Como todo artesano que se respete, tenía sus ñañas: era re-mentiroso:
- ¿Para cuando van a estar los zapatos, don Fidel?
- Para el lunes, pues joven. 

Bueno, llegaba el lunes y venía la chiva: 
- ¿Sabe? Todavía no me han traído la suela, mañana me llega y se los tengo p’al miércoles sin falta. ¿Qué le parece?...
Luego venía otra y otra chiva, hasta que, por cansancio, uno retiraba sus zapatitos como a las dos semanas, pero, sin duda, el resultado era excelente. Uno sentía los zapatos hasta más ajustados en la pata, “casi como nuevos”.
Hace algunas décadas en Ovalle, desconozco si aún persiste la costumbre, se llevaba los zapatos a la Cárcel. Allí había un gran número de Zapateros que habían aprendido el oficio en el penal y los resultados eran tan buenos como las reparaciones de don Fidel.

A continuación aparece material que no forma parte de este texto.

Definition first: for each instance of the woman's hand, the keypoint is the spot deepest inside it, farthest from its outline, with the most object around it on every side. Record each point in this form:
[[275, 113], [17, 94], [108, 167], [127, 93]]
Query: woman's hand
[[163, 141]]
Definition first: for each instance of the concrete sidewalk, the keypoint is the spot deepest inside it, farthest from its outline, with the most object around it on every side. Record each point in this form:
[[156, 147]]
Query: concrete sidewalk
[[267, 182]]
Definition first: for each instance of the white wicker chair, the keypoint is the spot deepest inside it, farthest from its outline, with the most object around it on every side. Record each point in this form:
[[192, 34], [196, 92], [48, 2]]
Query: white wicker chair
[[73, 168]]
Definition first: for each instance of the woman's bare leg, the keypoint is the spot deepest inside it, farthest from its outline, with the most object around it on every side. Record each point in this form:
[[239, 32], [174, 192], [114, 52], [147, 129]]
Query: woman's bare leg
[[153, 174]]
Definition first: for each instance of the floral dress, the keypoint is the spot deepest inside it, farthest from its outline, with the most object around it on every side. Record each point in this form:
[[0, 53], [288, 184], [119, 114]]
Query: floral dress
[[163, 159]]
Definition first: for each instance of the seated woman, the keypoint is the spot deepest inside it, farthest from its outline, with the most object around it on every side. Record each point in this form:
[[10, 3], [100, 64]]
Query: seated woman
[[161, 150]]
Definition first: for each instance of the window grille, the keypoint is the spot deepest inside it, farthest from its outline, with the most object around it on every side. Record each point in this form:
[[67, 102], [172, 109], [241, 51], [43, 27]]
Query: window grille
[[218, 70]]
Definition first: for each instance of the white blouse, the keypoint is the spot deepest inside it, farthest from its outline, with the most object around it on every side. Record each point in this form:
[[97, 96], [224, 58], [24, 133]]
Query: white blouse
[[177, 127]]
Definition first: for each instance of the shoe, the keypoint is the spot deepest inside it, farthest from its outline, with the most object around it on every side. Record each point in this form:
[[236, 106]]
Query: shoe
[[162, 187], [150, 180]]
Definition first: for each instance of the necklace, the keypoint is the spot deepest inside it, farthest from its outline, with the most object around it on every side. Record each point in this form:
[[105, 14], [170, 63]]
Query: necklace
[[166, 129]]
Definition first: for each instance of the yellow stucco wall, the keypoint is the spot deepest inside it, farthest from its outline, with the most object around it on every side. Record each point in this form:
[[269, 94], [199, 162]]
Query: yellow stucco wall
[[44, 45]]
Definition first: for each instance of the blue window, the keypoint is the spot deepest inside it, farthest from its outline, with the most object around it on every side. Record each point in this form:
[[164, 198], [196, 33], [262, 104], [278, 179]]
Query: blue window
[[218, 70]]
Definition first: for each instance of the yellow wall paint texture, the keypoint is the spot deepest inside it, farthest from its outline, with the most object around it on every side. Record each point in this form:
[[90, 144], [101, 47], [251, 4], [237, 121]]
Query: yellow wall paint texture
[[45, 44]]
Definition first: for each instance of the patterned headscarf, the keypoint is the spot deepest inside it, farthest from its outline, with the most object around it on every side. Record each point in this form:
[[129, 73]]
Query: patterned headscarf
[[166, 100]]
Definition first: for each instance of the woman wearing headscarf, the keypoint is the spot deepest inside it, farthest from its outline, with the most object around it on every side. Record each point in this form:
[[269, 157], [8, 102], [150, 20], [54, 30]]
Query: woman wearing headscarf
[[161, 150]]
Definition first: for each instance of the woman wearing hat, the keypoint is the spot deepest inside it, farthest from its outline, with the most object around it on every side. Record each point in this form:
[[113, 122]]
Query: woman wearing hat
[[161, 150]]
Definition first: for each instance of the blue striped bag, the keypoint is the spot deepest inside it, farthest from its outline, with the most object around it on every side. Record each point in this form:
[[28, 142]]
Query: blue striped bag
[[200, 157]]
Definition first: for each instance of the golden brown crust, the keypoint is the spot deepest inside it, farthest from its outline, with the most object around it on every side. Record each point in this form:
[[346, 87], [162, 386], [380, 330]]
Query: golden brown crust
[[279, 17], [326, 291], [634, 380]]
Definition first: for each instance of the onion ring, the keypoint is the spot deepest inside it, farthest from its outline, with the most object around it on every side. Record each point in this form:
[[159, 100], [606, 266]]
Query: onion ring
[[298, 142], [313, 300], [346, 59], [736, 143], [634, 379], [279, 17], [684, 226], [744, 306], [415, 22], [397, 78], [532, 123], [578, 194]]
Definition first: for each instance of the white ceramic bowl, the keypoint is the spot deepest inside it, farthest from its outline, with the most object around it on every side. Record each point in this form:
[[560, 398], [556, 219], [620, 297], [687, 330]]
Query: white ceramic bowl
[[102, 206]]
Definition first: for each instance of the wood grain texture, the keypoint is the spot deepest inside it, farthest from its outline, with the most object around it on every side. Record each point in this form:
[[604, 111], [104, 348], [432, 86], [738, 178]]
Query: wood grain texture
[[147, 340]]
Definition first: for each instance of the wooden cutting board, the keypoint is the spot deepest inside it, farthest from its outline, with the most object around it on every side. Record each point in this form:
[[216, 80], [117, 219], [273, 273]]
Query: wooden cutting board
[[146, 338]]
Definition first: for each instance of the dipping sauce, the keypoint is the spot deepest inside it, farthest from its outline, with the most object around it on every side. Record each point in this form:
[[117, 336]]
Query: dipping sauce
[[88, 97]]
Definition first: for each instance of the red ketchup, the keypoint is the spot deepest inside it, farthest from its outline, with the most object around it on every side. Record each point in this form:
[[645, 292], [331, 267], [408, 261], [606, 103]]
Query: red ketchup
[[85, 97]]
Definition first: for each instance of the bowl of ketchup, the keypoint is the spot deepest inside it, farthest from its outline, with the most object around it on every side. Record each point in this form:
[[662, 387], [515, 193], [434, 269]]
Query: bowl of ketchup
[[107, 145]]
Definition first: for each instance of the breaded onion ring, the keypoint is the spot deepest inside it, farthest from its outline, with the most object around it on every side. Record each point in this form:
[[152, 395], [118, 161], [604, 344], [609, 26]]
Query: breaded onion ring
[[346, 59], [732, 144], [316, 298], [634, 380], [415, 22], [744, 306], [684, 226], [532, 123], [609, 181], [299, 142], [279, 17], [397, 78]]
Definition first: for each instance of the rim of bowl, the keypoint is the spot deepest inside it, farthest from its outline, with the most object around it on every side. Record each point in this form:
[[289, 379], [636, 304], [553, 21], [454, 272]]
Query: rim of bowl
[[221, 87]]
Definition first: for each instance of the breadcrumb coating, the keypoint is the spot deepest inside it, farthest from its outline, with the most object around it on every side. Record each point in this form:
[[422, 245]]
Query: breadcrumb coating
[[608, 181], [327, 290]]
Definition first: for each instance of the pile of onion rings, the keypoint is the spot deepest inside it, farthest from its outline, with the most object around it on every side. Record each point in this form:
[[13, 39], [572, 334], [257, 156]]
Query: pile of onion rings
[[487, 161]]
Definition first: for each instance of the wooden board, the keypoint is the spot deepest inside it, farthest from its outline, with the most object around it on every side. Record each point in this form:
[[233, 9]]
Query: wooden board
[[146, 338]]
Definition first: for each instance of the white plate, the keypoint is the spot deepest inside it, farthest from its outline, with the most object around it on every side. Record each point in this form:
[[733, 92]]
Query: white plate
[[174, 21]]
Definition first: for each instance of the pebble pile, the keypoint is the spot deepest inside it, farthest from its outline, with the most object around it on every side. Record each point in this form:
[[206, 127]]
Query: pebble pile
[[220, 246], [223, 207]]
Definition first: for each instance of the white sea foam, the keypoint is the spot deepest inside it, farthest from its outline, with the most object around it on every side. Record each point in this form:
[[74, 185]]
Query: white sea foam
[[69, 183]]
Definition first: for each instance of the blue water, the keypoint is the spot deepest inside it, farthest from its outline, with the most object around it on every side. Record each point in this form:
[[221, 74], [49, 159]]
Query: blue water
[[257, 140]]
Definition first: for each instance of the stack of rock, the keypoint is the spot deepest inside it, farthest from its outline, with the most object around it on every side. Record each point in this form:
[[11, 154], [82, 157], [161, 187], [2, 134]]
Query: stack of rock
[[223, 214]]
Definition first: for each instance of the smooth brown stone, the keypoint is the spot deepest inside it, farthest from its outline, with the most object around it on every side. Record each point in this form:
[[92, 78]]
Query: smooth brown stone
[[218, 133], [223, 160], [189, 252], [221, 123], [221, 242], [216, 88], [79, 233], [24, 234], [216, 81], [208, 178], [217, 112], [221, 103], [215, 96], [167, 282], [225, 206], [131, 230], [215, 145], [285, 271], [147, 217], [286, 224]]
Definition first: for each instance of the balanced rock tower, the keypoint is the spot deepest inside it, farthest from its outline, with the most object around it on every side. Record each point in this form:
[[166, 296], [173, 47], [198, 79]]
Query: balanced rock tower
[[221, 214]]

Los internos trabajaban bien, pero la costumbre del chamullo había ingresado también al Centro Penitenciario: eran re-mentirosos los gallos, te hacían ir varias veces hasta que te entregaban los benditos zapatos reparados y bien lustrados.
Resulta muy agradable constatar que, en la actualidad, aún subsiste en la perla del Límarí, una reparadora de calzado en calle Arauco, en la que, generalmente las damas, esperan a pata pelá, hasta que les entregan sus zapatos taco alto, con tapilla nueva, la que habían perdido en la calle metiendo, accidentalmente, el taco en una rendija. 

Cada vez que paso por ahí, me siento atraído por el característico perfume de la suela nueva, como el Speedy González cuando lo captura el olor a queso y no lo puede resistir (creo que soy “sueladicto”, porque cada vez que me compro zapatos, los huelo como hechizado y disfruto largamente de esa fragancia tan agradable). 
También resulta gratificante visitar un pueblo del interior y comprobar que allí tampoco el Zapatero ha desaparecido y que aún es posible encontrar la figura de este artesano que, con su silenciosa presencia, sólo interrumpida por el sonido de los golpes de un viejo martillo, le da al pueblo esa imagen de los tiempos idos, cuando no éramos tan consumistas, cuando no estábamos invadidos de zapatos chinos, cuando las cosas que comprábamos eran reciclables, cuando los zapatos que al hermano mayor le habían quedado chicos, se mandaban a reparar y  los usaba el hermano menor para ir a la Escuela.
Mis respetos, admiración y cariño para todos los “Fideles” que aún están ahí.